Comment est-il mort ? Difficile de le savoir puisqu’il était détenu au secret. Mais la version officielle, tentant d’accréditer la thèse d’un décès par suite de maladie, est loin de convaincre. En effet, plusieurs informations recoupées par RSF disent qu’on a fait subir au journaliste des sévices corporels afin de  lui arracher des aveux sur sa présumée complicité avec les séparatistes. En tout cas, RSF, le syndicat national des journalistes camerounais et bien d’autres organisations de la société civile demandent instamment au gouvernement Paul Biya de sortir de l’omerta qu’il observe sur cette affaire. L’indignation a monté dans le pays, relayée par les réseaux sociaux où les internautes ne décolèrent pas contre les autorités. Mais hélas, pas sûr que les pressantes demandes d’enquêtes indépendantes formulées par plusieurs ONG aient une suite favorable. Au demeurant, sans pousser le scepticisme à l’extrême, au risque de qualifier ces jérémiades sur la triste fin de Samuel Wazizi de larmes de crocodile, on ne peut de se poser cette lancinante question : où étaient-ils, tous ces défenseurs de la liberté de la presse et  activistes des droits de l’homme depuis  août 2019 ? Pendant 10 mois, ils ont gardé un silence coupable, sinon étaient timorés dans leur revendication d’une justice équitable pour celui qu’on pleure aujourd’hui.
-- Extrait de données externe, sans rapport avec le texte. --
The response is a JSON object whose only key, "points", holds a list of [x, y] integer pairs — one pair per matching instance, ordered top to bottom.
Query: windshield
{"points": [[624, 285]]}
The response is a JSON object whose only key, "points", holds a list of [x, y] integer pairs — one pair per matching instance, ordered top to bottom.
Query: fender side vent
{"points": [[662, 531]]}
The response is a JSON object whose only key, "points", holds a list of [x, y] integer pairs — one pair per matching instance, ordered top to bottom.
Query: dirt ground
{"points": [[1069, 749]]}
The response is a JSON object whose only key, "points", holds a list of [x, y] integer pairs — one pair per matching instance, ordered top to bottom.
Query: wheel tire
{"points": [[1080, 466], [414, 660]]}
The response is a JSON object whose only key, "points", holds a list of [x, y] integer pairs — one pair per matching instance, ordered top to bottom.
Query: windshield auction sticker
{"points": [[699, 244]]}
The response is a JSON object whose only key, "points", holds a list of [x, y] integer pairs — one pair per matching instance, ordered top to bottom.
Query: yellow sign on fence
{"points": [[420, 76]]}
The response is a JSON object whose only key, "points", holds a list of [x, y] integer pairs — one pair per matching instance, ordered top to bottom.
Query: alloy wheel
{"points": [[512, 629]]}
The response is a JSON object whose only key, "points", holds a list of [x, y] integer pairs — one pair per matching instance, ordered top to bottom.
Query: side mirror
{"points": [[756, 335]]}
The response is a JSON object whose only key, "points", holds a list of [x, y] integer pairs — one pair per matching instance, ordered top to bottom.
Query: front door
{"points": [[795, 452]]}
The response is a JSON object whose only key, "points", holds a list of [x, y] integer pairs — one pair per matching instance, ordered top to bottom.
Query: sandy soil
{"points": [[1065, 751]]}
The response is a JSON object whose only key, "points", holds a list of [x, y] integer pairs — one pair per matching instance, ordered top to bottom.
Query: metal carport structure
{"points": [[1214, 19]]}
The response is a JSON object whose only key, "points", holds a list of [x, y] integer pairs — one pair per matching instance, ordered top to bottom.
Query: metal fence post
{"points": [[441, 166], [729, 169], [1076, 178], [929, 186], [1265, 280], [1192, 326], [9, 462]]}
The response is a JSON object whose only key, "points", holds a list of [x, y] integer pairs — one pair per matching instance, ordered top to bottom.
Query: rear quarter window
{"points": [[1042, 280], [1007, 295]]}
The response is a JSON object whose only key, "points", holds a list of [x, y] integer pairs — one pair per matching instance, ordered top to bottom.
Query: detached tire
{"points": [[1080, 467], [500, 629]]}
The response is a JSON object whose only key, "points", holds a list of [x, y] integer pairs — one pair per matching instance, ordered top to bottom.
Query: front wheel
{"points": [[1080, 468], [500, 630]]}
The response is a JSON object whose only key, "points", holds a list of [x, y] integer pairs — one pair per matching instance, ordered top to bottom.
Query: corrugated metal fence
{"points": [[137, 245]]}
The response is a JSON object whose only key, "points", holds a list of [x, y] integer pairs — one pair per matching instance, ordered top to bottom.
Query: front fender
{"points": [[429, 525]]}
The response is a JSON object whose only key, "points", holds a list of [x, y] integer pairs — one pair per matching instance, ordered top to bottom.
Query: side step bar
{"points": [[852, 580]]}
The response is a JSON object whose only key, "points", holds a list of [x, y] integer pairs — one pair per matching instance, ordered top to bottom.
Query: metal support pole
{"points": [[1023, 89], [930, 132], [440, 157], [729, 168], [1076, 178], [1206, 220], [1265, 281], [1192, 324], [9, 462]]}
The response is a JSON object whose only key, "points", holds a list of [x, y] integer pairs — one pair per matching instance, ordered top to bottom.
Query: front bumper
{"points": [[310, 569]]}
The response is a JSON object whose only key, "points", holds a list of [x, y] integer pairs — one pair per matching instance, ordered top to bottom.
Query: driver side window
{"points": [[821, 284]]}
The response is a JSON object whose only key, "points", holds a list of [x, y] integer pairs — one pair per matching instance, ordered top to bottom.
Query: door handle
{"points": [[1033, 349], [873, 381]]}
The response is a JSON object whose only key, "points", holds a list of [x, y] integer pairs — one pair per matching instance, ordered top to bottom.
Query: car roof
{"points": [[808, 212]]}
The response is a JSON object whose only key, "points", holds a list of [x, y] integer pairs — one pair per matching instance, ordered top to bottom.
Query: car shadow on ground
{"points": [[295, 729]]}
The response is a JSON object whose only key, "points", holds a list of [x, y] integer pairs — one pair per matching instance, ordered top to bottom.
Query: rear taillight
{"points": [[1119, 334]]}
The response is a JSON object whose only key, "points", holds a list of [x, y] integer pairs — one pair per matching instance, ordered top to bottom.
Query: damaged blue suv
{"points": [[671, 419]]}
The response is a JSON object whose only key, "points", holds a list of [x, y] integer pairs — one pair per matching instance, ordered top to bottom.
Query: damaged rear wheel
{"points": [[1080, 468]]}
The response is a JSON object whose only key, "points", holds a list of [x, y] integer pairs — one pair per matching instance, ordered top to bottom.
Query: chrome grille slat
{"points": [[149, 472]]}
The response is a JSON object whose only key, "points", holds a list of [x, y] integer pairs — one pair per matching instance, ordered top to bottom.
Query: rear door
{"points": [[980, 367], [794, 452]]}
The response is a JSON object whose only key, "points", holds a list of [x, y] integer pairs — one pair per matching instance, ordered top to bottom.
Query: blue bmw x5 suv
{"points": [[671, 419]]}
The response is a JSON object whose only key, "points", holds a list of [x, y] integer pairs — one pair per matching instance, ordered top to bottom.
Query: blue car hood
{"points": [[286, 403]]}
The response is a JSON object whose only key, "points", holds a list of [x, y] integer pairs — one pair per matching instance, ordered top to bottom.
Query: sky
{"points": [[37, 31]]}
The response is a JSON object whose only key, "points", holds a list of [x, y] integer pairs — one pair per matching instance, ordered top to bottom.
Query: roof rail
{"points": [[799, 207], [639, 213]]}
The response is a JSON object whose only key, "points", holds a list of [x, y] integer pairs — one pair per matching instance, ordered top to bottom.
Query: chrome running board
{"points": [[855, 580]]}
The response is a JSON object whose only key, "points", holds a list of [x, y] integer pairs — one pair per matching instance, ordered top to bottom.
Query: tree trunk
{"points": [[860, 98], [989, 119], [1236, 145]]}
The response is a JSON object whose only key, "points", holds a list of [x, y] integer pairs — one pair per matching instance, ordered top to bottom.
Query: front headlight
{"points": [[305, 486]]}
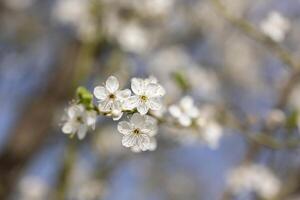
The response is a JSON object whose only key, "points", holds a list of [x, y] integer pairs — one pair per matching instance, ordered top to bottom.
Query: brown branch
{"points": [[35, 125]]}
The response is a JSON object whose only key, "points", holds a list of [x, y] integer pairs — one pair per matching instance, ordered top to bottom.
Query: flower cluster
{"points": [[142, 103], [138, 134]]}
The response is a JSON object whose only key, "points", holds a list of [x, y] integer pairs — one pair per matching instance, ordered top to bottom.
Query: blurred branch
{"points": [[249, 30], [35, 125], [70, 158]]}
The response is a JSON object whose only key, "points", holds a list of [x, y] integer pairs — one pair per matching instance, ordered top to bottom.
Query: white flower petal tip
{"points": [[147, 95], [110, 98], [79, 120], [138, 133]]}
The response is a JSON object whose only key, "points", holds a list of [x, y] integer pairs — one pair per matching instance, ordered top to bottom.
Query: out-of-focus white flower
{"points": [[77, 14], [275, 26], [133, 38], [147, 96], [111, 98], [185, 112], [275, 118], [79, 120], [211, 130], [139, 133], [211, 134], [256, 178], [33, 188], [88, 190]]}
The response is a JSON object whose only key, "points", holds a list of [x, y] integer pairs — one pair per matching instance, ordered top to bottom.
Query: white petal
{"points": [[150, 79], [112, 84], [138, 86], [152, 90], [161, 91], [100, 92], [123, 94], [131, 102], [187, 102], [154, 103], [105, 106], [142, 108], [75, 110], [175, 111], [193, 112], [116, 117], [91, 118], [138, 120], [184, 120], [150, 126], [124, 127], [68, 128], [150, 129], [82, 131], [129, 140], [143, 142], [153, 144], [136, 149]]}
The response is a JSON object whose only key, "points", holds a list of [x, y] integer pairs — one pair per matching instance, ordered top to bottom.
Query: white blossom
{"points": [[275, 26], [147, 95], [111, 98], [185, 112], [79, 120], [139, 132], [256, 178], [33, 188]]}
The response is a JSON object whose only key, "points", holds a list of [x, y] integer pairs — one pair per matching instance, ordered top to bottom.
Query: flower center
{"points": [[112, 96], [144, 98], [79, 119], [136, 131]]}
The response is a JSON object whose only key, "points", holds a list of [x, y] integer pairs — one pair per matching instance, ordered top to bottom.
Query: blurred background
{"points": [[193, 47]]}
Pendant 10 mois que Samuel Wazizi était introuvable, on n’a rien vu de cette charge accusatrice contre les apparatchiks du pouvoir camerounais.

 

Et pourtant, il y a des précédents au Cameroun qui devraient pousser les défenseurs de la liberté de la presse  à y être permanemment à un niveau d’alerte dans le rouge vif : en effet, en 2010, Germain Bibi Ngota, le directeur de publication de Cameroun express, est mort dans les mêmes circonstances suspectes. Actuellement, l’ex-directeur général de la radio-télévision publique, la CRTV, subit les affres d’une détention provisoire qui n’en finit pas depuis 4 ans.

 

En dehors du Cameroun, il est un triste constat que sous nos tropiques, les ennemis de la liberté d’informer, voire nos princes du moment, en tant de crise, n’hésitent pas à broyer du journaliste pour raison de sécurité d’Etat ou sous couvert de la lutte contre le terrorisme : souvenons- nous de Gislaine Dupont et de Claude Verlon, assassinés au Mali  de Jean Hélène et de Guy-André Kieffer, tombés en Côte d’ivoire, pour ne citer que les cas les plus emblématiques des 20 dernières années. Dans cette série macabre, la mort de Samuel Wazizi est un crime de plus, un crime de trop sur l’autel de la raison d’Etat.